What's wrong in this python list comprehension?
-
16-04-2021 - |
Вопрос
I was just playing with list comprehensions and came across this :
h = [ b for b in range(1, 9) for k in range(b, b*10) if k%2==0 for j in range(2*k, k*k)]
Expected Result:
h = [1, 2, 3, 4, 5, 6, 7, 8]
Actual Result is not as expected, contains len(h) = 196000
items.
Please explain how this works ?
Решение
Why do you think this is the expected result?

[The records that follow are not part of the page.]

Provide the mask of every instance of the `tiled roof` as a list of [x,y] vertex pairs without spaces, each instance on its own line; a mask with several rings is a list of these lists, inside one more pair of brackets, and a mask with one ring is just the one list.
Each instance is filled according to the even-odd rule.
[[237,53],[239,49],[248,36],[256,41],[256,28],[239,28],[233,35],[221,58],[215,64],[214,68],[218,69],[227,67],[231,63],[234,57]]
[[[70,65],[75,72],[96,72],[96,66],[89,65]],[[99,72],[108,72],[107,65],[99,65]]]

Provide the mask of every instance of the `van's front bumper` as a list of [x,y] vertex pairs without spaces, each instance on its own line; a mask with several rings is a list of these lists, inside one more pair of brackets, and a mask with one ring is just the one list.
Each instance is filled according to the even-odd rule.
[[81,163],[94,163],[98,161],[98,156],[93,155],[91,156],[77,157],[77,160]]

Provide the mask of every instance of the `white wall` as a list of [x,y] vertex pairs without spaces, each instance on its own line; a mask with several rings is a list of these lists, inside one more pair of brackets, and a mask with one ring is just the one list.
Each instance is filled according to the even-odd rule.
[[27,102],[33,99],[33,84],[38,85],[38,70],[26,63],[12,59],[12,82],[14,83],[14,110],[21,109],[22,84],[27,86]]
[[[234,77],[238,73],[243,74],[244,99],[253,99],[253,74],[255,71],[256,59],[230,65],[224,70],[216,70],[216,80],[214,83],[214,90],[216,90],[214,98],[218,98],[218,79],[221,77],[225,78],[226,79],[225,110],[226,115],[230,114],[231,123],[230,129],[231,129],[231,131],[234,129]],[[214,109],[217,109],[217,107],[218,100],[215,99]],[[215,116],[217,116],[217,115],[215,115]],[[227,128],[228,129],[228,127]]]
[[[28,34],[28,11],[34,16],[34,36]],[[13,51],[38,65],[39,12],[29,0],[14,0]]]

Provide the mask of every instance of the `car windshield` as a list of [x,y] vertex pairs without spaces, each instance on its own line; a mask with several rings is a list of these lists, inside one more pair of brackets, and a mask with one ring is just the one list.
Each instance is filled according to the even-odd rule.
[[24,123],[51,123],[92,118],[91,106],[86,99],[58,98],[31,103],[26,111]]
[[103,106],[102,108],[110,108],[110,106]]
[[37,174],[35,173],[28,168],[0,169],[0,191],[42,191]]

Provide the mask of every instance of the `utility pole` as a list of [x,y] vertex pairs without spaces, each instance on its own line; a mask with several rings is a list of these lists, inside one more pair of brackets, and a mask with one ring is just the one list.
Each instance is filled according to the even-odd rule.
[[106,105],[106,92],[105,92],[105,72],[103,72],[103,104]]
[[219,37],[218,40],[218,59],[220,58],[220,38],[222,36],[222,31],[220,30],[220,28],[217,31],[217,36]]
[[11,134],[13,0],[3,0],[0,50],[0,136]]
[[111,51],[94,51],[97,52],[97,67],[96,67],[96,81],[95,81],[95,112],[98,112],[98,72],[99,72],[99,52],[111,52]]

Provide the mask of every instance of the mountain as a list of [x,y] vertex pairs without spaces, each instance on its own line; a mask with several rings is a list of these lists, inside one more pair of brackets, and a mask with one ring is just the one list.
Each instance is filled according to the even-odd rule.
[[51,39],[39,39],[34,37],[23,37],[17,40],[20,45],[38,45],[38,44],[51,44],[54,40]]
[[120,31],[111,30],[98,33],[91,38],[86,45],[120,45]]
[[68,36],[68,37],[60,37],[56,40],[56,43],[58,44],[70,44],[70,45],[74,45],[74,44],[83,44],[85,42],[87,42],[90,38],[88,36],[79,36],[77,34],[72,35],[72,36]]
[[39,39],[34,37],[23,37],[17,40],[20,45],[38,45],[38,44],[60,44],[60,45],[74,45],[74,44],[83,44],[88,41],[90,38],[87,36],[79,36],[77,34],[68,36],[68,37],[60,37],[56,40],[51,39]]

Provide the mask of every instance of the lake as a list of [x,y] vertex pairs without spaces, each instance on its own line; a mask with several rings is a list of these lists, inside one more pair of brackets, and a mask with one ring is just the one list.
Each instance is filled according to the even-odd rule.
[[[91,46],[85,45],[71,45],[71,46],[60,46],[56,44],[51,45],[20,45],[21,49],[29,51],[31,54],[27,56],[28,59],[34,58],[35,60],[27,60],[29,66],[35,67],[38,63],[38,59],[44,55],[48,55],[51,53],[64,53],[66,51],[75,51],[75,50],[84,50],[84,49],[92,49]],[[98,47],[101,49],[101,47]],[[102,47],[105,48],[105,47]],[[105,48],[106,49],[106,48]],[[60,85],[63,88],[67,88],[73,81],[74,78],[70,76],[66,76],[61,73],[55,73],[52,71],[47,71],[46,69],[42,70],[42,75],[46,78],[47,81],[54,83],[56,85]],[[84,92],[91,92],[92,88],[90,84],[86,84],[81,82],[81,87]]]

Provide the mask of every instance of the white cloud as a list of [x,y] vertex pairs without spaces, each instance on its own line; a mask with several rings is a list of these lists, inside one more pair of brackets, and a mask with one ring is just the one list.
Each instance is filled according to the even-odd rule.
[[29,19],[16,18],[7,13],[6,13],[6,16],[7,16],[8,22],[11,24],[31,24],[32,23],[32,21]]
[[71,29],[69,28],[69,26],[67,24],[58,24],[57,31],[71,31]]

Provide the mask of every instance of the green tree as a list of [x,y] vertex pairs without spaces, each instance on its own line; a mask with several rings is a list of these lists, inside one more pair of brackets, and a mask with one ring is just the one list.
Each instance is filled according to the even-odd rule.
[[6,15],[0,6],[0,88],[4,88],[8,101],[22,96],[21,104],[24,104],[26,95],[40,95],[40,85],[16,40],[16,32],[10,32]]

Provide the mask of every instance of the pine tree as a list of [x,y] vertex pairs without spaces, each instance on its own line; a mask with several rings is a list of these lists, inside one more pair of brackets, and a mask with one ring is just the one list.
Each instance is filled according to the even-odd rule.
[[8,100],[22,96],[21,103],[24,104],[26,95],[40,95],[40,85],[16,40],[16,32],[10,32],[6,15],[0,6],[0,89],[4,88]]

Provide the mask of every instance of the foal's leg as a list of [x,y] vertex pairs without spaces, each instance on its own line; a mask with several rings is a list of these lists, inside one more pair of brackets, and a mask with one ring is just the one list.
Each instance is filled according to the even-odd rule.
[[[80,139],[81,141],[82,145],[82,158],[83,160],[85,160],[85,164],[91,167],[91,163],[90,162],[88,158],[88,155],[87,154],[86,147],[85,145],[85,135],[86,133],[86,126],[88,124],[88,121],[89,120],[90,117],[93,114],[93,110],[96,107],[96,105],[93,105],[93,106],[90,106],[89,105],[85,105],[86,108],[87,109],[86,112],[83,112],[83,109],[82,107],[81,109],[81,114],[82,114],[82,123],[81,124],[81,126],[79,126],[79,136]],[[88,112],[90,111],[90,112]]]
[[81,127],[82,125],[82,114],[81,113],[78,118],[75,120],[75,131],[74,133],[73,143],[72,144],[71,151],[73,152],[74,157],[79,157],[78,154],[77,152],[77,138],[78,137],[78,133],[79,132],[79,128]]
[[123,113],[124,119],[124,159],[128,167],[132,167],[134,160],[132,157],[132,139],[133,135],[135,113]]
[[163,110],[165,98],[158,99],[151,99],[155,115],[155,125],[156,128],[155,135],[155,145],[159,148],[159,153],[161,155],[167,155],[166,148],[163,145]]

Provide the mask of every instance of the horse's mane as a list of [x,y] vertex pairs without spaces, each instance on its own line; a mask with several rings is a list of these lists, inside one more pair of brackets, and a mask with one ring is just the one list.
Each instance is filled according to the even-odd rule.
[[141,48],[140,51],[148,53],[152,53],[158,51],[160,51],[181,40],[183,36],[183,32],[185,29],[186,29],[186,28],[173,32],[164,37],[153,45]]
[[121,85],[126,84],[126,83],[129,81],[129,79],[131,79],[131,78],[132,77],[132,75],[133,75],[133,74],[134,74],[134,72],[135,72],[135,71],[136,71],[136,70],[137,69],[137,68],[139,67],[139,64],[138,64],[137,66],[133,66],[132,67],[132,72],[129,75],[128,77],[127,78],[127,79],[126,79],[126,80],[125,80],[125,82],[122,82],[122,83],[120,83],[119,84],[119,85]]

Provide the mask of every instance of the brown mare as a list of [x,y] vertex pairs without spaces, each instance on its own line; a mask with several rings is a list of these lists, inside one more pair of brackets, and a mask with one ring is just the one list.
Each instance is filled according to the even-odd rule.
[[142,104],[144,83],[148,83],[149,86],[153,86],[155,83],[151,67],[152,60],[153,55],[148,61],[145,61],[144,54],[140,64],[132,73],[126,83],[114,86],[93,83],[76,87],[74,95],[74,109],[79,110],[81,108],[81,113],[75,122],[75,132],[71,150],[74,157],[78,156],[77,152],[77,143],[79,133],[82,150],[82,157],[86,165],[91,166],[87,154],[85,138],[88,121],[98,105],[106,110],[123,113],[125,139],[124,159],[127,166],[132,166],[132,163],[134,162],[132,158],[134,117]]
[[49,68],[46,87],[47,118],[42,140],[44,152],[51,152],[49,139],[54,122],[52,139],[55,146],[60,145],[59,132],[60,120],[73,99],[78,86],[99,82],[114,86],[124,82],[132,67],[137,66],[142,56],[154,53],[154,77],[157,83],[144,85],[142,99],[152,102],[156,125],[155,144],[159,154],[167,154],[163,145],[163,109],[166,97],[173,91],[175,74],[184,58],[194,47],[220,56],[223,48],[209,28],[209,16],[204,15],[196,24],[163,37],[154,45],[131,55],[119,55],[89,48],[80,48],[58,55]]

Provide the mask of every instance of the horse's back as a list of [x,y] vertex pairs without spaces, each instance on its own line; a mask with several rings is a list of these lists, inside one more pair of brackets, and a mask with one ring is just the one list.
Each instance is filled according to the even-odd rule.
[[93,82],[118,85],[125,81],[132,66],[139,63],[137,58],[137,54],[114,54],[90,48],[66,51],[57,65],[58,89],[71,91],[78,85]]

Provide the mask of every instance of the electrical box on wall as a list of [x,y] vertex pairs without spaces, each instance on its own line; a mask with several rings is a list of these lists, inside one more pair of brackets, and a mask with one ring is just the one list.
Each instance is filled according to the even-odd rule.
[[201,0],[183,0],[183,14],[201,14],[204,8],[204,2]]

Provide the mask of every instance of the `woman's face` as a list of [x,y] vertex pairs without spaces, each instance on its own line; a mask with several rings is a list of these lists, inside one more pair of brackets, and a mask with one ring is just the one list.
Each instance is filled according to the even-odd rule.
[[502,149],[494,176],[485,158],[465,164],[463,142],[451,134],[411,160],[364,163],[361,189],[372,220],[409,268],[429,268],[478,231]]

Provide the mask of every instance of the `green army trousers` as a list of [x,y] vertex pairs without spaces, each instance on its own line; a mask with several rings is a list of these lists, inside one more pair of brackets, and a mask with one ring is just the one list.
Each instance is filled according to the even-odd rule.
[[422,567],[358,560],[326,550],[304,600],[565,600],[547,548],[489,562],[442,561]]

Your code is equivalent to:
h = []
for b in range(1, 9):
for k in range(b, b*10):
if k%2==0:
for j in range(2*k, k*k):
h.append(b)
So, for each number from 1 to 8, it will append it many times to the list
You can also see how many times each number is added with the help of groupby:
>>> for i,j in itertools.groupby(h):
print(i, sum(1 for i in j))
1 80
2 960
3 3640
4 9120
5 18392
6 32472
7 52328
8 79008
Другие советы
Your list comp is equivalent to this:
h = []
for b in range(1, 9):
for k in range(b, b * 10):
if k % 2 == 0:
for j in range(2 * k, k * k):
h.append(b)
So probably it is simply your understanding of the order of the loops in a nested list comprehension was wrong.
Mentally expand the loops in the same order they appear in the comprehension (or avoid triple nested comprehensions altogether - they have a habit of becoming incomprehensible!).